# HSR in Fla may not be a dead as we believe.



## dlagrua (Feb 20, 2011)

Just to claify the mistruths put forward on this forum about the Republicans being against HSR it should be noted that below is the list of Florida Senators who signed a petition in support of high-speed rail and agaist Florida gov Rick Scotts recent position to scrap the project.

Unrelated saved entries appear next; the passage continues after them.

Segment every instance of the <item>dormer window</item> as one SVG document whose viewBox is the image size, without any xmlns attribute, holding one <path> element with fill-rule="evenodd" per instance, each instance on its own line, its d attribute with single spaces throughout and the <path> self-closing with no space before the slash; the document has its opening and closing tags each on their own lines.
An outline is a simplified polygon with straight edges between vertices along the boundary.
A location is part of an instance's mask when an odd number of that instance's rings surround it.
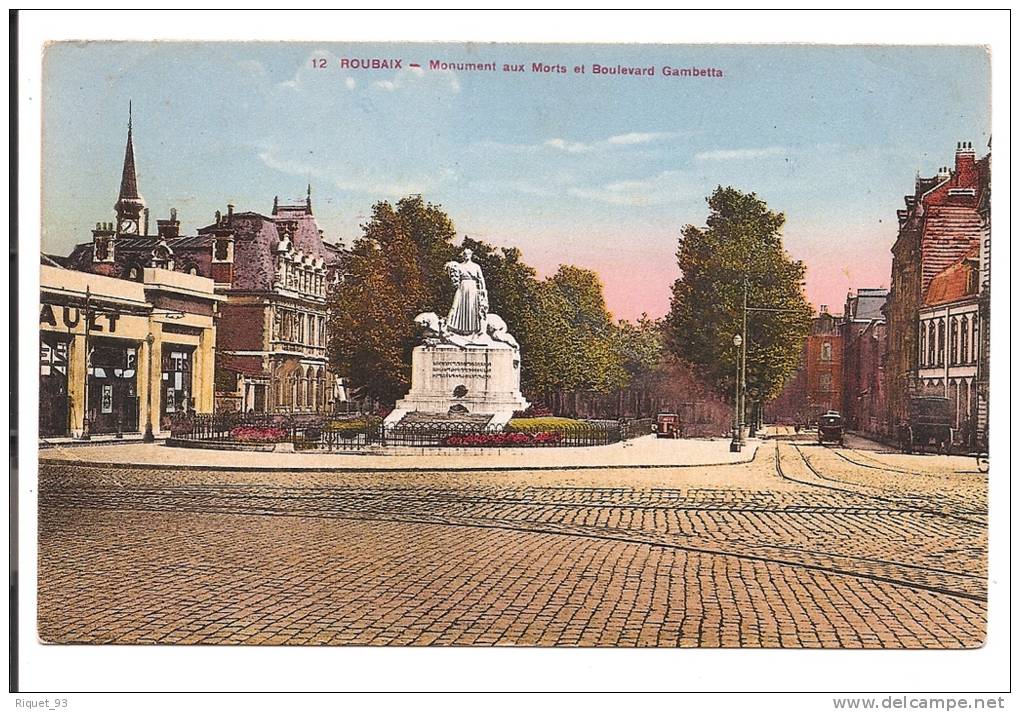
<svg viewBox="0 0 1020 712">
<path fill-rule="evenodd" d="M 93 259 L 96 262 L 112 262 L 113 261 L 113 250 L 111 249 L 112 240 L 107 237 L 96 238 L 93 246 Z"/>
</svg>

It should be noted that only 10 of the 25 Senators who signed the letter are Democrats:

Senator Anthony Hill, 1 District

Senator Greg Evers, 2nd District

Senator Stephen Wise, 5th District

Senator Bill Montford, 6th District

Senator Andy Gardiner, 9th District

Senator Mike Fasano, 11th District

Senator Dennis Jones, 13th District

Senator Paula Dockery, 15th District

Senator Jack Latvala, 16th District

Senator Arthenia Joyner, 18th District

Senator Gary Siplin, 19th District

Senator Mike Bennett, 21st District

Senator David Simmons, 22nd District

Senator Nancy Detert, 23rd District

Senator Thad Altman, 24th District

Senator Ellyn Bogdanoff, 25th District

Senator Lizbeth Benacquisto, 27th District

Senator Chris Smith, 29th District

Senator Maria Sachs, 30th District

Senator Eleanor Sobel, 31st District

Senator Jeremy Ring, 32nd District

Senator Nan Rich, 34th District

Senator Gwen Margolis, 35th District

Senator Miguel Diaz de la Portilla, 36th District

Senator Rene Garcia, 40th District

Shared on Twitter/ Facebook

Apparently there is Republican support for HSR in Florida, not that I am a Republican and not that I support wasting so much of the taxpyers money. Point is that no one party is against or for HSR or Amtrak. Politicans of both parties will posture ONLY to get votes and to bring money to their districts. Its all about THEIR votes not about you or I.


----------



## pennyk (Feb 20, 2011)

dlagrua said:


> Just to claify the mistruths put forward on this forum about the Republicans being against HSR it should be noted that below is the list of Florida Senators who signed a petition in support of high-speed rail and agaist Florida gov Rick Scotts recent position to scrap the project. It should be noted that only 10 of the 25 Senators who signed the letter are Democrats:
> 
> Senator Anthony Hill, 1 District
> 
> ...


This should probably be in the HSR thread. BTW, I believe there are only 11 Democrats in the Florida Senate.


----------